Dall’inizio dei lavori a San Siro, che hanno visto la lodevole ristrutturazione di molti edifici degradati, sono stati chiusi o drasticamente ridotti molti dei servizi pubblici preesistenti. Ambulatori pediatrici, biblioteche di zona, asili, macellai, parrucchieri, associazioni. Il prossimo 1 settembre chiuderà l’ambulatorio pediatrico di via Paravia, posto in un complesso che comprende l’asilo e la scuola elementare Radice, già balzata agli onori della cronaca per essere la scuola a più alta concentrazione di figli di migranti a Milano.
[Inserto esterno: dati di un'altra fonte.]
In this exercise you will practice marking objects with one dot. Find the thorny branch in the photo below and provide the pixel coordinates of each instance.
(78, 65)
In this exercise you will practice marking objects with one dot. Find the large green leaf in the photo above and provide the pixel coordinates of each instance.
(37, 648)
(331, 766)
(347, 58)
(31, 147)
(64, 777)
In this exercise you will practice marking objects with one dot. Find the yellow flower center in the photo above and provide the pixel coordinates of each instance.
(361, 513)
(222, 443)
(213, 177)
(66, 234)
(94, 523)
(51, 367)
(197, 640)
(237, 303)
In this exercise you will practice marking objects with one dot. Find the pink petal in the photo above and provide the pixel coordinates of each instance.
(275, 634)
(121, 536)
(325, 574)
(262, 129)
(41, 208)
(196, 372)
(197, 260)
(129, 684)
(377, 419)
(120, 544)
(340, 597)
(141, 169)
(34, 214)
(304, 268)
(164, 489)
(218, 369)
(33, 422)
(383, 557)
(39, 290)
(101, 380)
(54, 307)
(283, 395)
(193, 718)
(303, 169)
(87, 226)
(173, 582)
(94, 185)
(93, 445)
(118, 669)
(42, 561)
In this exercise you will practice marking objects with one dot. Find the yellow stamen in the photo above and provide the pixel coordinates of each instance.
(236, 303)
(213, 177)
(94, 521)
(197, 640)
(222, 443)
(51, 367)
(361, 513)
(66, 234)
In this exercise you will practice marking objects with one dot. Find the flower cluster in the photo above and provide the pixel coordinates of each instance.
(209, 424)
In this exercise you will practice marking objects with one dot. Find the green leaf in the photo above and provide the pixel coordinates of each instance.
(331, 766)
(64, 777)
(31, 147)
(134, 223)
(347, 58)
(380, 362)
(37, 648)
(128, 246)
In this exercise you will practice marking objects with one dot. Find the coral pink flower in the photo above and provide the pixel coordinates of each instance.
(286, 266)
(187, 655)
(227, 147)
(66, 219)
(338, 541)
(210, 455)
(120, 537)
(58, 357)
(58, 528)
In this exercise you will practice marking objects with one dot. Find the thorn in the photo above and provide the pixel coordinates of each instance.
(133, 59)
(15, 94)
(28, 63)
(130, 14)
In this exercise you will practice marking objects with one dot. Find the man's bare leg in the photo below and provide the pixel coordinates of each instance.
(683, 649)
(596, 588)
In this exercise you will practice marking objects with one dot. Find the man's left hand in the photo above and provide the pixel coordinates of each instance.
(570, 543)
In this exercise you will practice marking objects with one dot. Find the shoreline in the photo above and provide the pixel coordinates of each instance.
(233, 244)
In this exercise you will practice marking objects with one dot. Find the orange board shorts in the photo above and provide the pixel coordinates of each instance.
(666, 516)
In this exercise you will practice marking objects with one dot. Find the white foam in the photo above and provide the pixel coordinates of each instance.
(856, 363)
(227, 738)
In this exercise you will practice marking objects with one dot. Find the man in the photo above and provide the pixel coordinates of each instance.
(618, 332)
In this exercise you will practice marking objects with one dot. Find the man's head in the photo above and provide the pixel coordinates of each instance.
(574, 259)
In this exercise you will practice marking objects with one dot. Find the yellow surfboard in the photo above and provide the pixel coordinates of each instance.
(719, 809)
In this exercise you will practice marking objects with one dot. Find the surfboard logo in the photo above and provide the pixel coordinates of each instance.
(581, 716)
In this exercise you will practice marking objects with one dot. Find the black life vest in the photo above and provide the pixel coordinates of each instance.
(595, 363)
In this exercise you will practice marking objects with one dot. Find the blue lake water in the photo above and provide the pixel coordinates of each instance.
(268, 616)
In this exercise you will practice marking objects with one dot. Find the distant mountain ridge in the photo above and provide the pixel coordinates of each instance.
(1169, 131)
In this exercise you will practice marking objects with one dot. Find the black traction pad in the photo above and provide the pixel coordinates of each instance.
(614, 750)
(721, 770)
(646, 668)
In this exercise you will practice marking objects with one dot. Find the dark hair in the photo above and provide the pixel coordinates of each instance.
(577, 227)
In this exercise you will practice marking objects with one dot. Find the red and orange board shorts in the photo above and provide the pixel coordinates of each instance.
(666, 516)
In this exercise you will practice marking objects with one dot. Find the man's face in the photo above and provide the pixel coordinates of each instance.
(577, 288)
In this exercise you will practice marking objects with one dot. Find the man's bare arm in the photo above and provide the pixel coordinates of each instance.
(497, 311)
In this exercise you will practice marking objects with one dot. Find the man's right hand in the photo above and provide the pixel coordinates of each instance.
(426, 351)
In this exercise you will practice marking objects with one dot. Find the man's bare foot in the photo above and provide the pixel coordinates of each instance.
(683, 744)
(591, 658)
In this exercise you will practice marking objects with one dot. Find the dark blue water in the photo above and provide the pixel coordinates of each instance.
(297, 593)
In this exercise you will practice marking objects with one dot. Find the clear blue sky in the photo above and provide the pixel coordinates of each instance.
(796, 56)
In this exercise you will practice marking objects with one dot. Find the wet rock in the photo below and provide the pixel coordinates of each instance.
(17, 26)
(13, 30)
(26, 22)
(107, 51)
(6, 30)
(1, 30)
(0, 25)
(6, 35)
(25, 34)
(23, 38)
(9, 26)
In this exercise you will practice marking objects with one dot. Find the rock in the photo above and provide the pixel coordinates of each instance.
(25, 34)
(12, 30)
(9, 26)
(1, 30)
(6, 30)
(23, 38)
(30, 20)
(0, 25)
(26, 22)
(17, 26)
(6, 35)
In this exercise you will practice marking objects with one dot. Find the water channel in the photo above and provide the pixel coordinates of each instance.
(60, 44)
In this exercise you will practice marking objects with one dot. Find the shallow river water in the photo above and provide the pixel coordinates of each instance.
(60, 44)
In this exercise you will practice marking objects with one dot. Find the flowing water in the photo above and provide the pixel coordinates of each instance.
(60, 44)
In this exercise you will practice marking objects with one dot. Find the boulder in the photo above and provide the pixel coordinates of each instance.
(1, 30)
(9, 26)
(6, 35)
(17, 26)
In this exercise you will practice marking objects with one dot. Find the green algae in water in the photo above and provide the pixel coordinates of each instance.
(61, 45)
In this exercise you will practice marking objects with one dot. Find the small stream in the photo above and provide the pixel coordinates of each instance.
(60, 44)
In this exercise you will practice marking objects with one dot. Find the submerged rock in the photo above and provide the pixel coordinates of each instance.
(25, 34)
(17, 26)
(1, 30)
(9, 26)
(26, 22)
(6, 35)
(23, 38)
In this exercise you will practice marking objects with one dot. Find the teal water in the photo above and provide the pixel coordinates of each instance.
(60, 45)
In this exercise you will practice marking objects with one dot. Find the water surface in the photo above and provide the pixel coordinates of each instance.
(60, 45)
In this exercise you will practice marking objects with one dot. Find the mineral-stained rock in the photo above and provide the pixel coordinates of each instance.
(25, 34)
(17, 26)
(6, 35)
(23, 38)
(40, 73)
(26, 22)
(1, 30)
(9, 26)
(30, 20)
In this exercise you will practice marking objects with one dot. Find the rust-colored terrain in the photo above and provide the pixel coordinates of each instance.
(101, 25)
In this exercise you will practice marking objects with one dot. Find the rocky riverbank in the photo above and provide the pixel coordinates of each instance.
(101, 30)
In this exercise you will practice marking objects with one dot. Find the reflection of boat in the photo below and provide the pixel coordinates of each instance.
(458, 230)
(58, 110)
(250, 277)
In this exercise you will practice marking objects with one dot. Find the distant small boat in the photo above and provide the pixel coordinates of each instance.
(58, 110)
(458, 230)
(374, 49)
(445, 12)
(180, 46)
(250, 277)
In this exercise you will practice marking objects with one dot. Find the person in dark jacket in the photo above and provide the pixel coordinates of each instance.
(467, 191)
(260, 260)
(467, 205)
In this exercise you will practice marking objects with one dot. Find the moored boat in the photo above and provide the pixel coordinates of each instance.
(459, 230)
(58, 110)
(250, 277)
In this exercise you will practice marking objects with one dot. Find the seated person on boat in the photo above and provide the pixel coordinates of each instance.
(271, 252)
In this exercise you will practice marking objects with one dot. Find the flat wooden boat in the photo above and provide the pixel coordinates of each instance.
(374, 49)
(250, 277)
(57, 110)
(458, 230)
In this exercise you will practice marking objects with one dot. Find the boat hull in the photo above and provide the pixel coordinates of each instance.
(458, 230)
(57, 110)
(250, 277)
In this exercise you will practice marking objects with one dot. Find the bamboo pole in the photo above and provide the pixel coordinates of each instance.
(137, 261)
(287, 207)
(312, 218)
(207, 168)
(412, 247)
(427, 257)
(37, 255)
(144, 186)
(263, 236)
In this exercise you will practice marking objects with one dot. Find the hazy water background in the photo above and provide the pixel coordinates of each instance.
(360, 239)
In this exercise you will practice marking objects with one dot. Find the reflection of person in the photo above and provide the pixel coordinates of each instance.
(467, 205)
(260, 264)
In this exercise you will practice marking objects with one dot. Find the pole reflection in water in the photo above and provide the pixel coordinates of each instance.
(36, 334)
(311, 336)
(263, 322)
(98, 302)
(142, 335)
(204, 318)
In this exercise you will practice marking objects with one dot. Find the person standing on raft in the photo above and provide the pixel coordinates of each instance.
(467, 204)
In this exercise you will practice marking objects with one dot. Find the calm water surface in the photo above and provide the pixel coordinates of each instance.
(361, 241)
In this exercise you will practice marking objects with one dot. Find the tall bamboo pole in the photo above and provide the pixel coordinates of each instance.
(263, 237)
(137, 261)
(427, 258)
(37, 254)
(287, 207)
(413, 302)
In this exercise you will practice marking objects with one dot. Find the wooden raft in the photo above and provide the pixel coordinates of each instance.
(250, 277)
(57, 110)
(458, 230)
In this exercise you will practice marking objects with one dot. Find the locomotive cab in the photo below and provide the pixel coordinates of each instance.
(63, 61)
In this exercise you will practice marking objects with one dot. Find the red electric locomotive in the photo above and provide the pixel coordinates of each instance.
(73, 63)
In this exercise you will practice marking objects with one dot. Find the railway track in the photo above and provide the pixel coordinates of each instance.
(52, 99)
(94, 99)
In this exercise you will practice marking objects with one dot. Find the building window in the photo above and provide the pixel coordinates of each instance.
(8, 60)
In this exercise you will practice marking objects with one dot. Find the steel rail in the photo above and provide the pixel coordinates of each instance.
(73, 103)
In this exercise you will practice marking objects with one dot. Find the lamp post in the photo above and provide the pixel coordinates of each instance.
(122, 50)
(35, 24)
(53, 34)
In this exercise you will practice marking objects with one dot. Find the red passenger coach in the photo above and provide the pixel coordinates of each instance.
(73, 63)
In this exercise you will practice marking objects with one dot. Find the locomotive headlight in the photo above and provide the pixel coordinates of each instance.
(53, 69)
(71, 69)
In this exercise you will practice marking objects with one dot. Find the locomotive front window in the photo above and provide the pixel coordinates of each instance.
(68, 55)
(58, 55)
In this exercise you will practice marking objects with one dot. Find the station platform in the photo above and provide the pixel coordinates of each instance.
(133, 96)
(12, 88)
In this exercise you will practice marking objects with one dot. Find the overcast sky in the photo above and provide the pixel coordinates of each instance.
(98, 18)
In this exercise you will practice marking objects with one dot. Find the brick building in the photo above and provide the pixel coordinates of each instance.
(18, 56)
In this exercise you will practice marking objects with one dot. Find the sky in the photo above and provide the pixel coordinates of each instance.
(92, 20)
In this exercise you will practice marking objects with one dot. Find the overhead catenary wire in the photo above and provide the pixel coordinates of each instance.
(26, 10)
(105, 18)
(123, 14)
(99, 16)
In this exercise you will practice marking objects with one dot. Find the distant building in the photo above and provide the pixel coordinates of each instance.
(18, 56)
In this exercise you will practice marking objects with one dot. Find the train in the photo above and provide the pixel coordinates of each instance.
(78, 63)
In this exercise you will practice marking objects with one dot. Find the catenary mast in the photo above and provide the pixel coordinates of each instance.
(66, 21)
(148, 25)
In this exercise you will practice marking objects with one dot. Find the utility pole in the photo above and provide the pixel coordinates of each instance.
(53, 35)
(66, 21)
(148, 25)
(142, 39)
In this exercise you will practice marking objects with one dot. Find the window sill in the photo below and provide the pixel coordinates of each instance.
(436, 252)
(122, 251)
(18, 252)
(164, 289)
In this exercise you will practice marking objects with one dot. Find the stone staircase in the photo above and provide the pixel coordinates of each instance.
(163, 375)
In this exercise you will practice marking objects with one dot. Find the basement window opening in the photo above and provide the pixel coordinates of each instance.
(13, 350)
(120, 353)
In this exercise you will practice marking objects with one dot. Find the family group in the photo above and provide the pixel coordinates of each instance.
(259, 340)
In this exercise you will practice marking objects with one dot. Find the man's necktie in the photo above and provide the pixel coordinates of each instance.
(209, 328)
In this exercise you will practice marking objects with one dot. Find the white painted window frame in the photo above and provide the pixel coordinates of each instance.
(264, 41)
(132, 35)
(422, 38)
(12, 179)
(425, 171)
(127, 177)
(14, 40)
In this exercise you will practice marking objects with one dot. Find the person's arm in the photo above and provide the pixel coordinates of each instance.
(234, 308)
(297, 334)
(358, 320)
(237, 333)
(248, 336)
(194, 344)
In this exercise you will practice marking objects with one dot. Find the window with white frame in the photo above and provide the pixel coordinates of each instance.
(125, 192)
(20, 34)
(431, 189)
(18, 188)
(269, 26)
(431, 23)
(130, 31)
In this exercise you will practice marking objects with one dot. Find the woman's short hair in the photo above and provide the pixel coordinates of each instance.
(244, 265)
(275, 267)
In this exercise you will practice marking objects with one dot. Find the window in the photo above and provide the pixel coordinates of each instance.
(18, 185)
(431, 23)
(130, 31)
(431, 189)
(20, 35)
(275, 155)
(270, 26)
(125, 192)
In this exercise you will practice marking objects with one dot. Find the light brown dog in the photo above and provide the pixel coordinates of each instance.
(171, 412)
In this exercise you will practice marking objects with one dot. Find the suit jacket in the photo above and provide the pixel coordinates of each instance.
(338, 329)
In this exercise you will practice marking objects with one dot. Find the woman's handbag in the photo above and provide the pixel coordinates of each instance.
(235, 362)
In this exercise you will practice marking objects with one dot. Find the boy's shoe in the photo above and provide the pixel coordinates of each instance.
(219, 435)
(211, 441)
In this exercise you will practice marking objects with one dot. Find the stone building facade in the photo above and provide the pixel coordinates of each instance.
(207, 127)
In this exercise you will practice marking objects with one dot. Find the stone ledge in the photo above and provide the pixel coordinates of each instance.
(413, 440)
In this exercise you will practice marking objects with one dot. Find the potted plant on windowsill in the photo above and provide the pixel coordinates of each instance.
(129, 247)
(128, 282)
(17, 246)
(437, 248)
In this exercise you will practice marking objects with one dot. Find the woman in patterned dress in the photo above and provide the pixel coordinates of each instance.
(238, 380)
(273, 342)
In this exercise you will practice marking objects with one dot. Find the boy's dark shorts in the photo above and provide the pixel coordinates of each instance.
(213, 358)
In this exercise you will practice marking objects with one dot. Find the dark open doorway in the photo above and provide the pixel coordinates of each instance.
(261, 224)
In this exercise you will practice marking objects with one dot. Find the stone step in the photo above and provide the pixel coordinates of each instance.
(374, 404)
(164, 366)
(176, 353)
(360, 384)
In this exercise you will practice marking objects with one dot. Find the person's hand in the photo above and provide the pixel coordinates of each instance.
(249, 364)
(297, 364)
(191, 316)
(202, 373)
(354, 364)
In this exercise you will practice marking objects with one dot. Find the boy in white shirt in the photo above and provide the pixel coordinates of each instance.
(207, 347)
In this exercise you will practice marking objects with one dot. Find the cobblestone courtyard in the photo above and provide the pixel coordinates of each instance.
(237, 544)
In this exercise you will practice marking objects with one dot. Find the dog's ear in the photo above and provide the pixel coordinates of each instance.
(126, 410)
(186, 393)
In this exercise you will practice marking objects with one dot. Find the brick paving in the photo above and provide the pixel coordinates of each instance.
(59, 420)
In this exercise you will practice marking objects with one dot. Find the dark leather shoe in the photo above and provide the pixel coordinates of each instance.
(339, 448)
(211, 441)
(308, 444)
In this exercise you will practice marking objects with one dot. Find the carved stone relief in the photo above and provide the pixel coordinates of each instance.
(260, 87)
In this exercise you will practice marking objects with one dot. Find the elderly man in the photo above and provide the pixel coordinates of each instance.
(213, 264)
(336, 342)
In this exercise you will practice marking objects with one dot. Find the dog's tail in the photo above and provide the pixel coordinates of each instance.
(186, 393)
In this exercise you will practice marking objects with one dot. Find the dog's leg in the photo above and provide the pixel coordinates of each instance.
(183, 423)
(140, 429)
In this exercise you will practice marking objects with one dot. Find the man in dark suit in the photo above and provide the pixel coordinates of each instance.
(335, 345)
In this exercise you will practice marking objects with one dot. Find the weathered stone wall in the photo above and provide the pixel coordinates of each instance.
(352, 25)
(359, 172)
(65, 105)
Nonostante l’alto tasso di natalità e la necessità di controlli medici, l’ASL ha deciso di accorpare i presidi di quartiere per l'infanzia in pochi centri multifunzionali, in questo caso a Baggio, in piazza Stovani, luogo difficilmente raggiungibile per mamme con passeggini e figli al seguito. Tra gli altri servizi pubblici ridimensionati spicca il centro di ascolto del Comune in via mar Jonio, con un mediatore a disposizione della cittadinanza, l’asilo nido e i servizi per l’infanzia nella stessa via, il Mercato Comunale di Piazzale Selinunte. Senza parlare di bar, parrucchieri, del circolo ANPI e di altri servizi di prossimità chiusi o spostati fuori dalla zona.
La chiusura del mercato comunale, soprattutto, penalizza i molti anziani che vivono nelle case popolari, già provati dalla difficile convivenza con le giovani famiglie di migranti che vivono negli stabili di via Aretusa, Preneste e Ricciarelli. La lussuosa ristrutturazione del mercato coperto preesistente, con una mastodontica pensilina costata oltre 200mila euro, non ha impedito il suo abbandono, che dura da oltre 3 anni. Oggi gli anziani sono costretti a far la spesa in un altro super della zona, dove i prezzi sono decisamente più alti, impossibilitati a fruire degli sconti e delle iniziative per anziani previste nei mercati di proprietà del Comune. La Giunta ha invece investito molto sulla sicurezza con oltre 20 telecamere poste nei punti strategici della zona, il centro con i monitor delle telecamere di via Mar Jonio costato decine di migliaia di euro, oggi operativo solo parzialmente. Anche in questo caso uno dei progetti, il vigile di quartiere, con la presenza quotidiana della Polizia Locale in via Mar Jonio è stato ridotto drasticamente, tra la delusione dei cittadini e lo sconforto della vigilanza. L’unica biblioteca della zona posta a circa 1 chilometro di distanza, in via Alberga dietro al Meazza, ha ridotto l’orario a mezza giornata e si vocifera di una sua imminente chiusura. L’unico spazio di socialità indipendente presente, il Micene che ospita il comitato di quartiere e un doposcuola popolare, è anch’esso sotto minaccia di sgombero nonostante abbia più volte cercato una mediazione con l’Aler. Nulla inoltre, è stato fatto per incentivare l’affitto degli esercizi posti su strada, di proprietà Aler, molto spesso vuoti. Basti pensare che un piccolo negozio di parrucchiere con una vetrina costa 500 euro di affitto mensile spese di luce, acqua e riscaldamento escluse. Oggi non è più tempo di promesse e investimenti, e delle belle parole del Contratto di quartiere non resta che l’eco. Le elezioni sono vicine, meglio dar prova di fermezza chiudendo anche i pochi esercizi aperti dopocena. Per la legalità condivisa, l’educazione civica e la partecipazione c’è sempre tempo, forse. Ma dopo il voto.